— Но отчего? Мы с Франсуазой люди одного круга и вполне подходим друг другу… Взгляните сюда, Сабина: видите вот тот утес, весь в световых бликах? Это утес Монако… Не наклоняйтесь слишком низко — терраса висит над морем… Осторожно, Сабина!
Он невольно придержал ее за талию. Она молниеносно обернулась к нему и поцеловала прямо в губы.
— Будь что будет, Антуан! Уж очень мне этого хотелось! Трудно держаться на расстоянии от человека, который когда-то был тебе близок… Помните, как мы целовались на теннисном корте? О, я вижу, вы шокированы… Вы остались настоящим Кесне… Не сомневаюсь, что вы всегда были верным мужем…
— На редкость верным… Беспорочным…
— Это на протяжении десяти-то лет? Бедный Антуан!.. И вы счастливы?
— Совершенно счастлив.
— Если так, все хорошо, милый Антуан. Вот только не пойму, отчего у вас такой несчастливый вид.
— С чего вы это взяли?
— Не знаю… Просто чувствую в вас какую-то неудовлетворенность, раздражение, какую-то неприкаянность… Что бы вы там ни говорили, Антуан, все же вы были настоящим Кесне из Пон-де-л’Эра, то есть человеком деятельным, привыкшим руководить людьми. А теперь вы живете здесь, оставив любимое дело и своих друзей… Я знаю: вы все принесли в жертву вкусам вашей жены… Но трудно себе представить, что вы никогда не жалеете об этом…
— Может быть, вначале я действительно немного тосковал… Но потом я нашел себе другое занятие. Всю жизнь я питал пристрастие к истории… Теперь я занялся этой наукой всерьез… Я даже написал несколько книг, которые имели некоторый успех.
— Некоторый, говорите вы? Ваши произведения имели огромный успех, Антуан, это замечательные работы… Особенно ваш труд о Людовике XI…
— Вы читали мои книги?
— Читала ли я их?! Да сотни раз! Во-первых, я тоже обожаю историю… А во-вторых, я искала в них вас, Антуан… Я по-прежнему интересуюсь всем, что имеет к вам отношение. И я считаю вас превосходным писателем… Нет, я нисколько не преувеличиваю… Признаться, меня даже удивило, что во время обеда Франсуаза ни единым словом не обмолвилась об этой стороне вашей жизни. Два-три раза мой муж пытался заговорить с вами о ваших книгах, но всякий раз Франсуаза прерывала его… Мне кажется, ей следовало бы гордиться вашим творчеством…

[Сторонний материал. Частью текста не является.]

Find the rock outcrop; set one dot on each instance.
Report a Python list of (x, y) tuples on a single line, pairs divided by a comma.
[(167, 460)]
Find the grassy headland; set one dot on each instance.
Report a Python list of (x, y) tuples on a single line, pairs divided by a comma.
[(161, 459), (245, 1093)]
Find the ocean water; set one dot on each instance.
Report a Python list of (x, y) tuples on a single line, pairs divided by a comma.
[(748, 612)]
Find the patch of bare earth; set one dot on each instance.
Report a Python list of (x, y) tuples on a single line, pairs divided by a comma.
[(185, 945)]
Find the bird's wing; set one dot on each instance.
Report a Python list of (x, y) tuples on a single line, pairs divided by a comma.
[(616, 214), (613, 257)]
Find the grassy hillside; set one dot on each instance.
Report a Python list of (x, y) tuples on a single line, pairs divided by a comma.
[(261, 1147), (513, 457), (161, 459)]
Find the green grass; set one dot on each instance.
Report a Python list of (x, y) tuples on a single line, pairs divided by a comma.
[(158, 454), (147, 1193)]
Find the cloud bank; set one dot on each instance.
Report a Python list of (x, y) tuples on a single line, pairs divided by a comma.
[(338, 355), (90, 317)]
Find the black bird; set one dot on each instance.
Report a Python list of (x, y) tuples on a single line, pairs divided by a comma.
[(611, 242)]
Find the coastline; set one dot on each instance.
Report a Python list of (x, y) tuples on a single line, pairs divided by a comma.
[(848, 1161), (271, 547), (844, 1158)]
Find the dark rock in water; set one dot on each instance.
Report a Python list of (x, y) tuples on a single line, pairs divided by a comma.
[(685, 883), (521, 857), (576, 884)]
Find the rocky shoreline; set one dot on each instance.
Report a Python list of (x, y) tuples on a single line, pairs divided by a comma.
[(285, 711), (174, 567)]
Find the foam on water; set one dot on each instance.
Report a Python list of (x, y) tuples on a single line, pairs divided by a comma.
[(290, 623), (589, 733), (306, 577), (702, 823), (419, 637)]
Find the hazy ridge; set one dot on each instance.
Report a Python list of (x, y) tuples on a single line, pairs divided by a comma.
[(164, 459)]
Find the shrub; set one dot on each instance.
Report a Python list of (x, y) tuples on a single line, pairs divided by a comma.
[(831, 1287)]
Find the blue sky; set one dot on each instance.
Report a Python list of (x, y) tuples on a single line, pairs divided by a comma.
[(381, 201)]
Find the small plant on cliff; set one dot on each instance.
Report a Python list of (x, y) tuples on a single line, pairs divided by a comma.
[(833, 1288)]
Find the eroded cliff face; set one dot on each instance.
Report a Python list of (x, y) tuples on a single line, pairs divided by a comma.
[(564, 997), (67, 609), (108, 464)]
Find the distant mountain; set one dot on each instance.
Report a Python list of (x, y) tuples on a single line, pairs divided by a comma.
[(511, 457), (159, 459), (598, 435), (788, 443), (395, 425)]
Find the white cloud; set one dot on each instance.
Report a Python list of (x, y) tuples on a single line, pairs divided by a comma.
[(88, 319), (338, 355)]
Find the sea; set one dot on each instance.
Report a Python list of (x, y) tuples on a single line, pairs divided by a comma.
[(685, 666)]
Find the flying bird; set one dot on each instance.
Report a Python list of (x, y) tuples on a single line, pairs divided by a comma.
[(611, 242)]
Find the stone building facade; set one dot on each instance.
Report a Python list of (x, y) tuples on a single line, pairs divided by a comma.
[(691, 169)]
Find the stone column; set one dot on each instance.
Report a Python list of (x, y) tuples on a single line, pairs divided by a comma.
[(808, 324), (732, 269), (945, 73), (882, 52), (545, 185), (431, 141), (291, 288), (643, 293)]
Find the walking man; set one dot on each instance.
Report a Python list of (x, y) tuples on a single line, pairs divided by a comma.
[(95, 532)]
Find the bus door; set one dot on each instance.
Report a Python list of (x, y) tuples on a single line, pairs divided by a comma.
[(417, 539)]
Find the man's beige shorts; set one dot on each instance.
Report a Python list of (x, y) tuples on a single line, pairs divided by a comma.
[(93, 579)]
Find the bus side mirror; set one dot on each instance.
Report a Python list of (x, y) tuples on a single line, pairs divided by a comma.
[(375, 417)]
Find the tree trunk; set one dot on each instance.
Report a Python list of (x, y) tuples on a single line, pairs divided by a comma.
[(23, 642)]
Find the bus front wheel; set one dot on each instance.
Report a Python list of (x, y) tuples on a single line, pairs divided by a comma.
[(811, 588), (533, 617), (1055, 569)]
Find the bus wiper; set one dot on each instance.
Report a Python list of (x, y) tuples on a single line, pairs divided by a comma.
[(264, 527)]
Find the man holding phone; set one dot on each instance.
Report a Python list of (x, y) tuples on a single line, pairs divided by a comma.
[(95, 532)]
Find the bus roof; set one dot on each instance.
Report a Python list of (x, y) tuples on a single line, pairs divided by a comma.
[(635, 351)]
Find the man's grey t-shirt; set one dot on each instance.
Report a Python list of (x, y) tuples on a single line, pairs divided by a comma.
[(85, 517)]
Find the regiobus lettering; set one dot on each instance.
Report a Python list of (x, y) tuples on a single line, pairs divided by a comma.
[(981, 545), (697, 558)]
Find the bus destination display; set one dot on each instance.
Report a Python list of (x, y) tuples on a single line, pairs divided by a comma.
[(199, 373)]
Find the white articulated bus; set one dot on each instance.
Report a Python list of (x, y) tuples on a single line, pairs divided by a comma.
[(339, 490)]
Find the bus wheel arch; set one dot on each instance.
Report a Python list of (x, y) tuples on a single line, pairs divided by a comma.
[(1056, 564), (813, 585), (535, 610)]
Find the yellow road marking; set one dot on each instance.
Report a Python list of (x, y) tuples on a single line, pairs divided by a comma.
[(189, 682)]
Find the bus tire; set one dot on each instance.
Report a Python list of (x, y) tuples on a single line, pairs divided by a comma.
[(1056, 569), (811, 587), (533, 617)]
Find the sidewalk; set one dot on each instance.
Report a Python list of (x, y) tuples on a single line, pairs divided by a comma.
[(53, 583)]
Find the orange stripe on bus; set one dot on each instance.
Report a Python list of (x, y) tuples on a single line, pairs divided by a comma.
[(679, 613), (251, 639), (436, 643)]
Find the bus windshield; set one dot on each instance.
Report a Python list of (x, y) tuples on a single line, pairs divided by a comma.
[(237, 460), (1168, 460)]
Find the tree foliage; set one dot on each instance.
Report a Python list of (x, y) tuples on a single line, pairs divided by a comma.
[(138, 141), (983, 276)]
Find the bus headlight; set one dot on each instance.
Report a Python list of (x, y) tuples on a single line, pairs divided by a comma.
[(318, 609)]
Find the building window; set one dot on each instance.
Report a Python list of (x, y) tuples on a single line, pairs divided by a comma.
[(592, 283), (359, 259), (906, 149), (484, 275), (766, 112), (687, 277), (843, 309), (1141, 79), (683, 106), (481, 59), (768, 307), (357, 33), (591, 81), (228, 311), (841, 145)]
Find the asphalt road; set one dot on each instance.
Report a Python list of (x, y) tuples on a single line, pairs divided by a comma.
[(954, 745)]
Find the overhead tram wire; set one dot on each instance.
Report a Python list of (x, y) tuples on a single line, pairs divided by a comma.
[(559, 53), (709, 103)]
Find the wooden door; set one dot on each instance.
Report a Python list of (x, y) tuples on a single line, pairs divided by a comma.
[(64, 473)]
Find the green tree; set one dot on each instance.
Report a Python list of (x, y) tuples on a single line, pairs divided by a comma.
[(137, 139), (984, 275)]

— О, да чем же тут гордиться… Но это верно, что Франсуаза не интересуется книгами такого рода… Она предпочитает романы… А главное, она и сама артистическая натура — как искусно она выбирает свои наряды, какой чудесный сад она разбила! Она сама наметила место для каждого цветка. С тех пор как кризис захватил и Пон-де-л’Эр, наши доходы сократились. Теперь Франсуаза вынуждена делать все сама.
— Франсуаза делает все сама! У Франсуазы столько вкуса! Забавнее всего, что вы действительно в это верите! Слишком уж вы скромны, Антуан… Я знала Франсуазу девушкой, тогда у нее было несравненно меньше вкуса, чем сейчас. Во всяком случае, как и все семейство Паскаль-Буше, она питала неумеренное пристрастие к безделушкам и украшениям… Во всем этом была какая-то слащавая претенциозность… Это вы развили ее вкус, открыв ей красоту простых и строгих линий… А главное — вы дали ей средства, позволяющие вести эту жизнь. Ее сегодняшний наряд, безусловно, очарователен, но не забывайте, дорогой друг, что это платье от Скьяпарелли. Заказывая наряды у лучшего портного, не так уж трудно проявить вкус.
— Вы ошибаетесь, Сабина… Это платье Франсуаза сшила сама, ей помогала только служанка.
— Бросьте, Антуан, нас, женщин, не проведешь!.. Эти вытачки, безупречное изящество складок… К тому же только у Скьяпарелли можно встретить подобный рисунок ткани, характерное смешение золотистых тонов с перваншем… А впрочем, все это совсем не важно…
— Увы, это гораздо важнее, чем вы думаете, Сабина!.. Я ведь уже говорил вам, что мы сейчас крайне стеснены в средствах… Наши доходы не идут ни в какое сравнение с прежними… Пон-де-л’Эр больше ничего не дает, и Бернар пишет, что так может продолжаться несколько лет… Книги мои расходятся довольно хорошо. Иногда я пишу также статьи… И все же бедняжка Франсуаза не может позволить себе одеваться у первоклассных портных.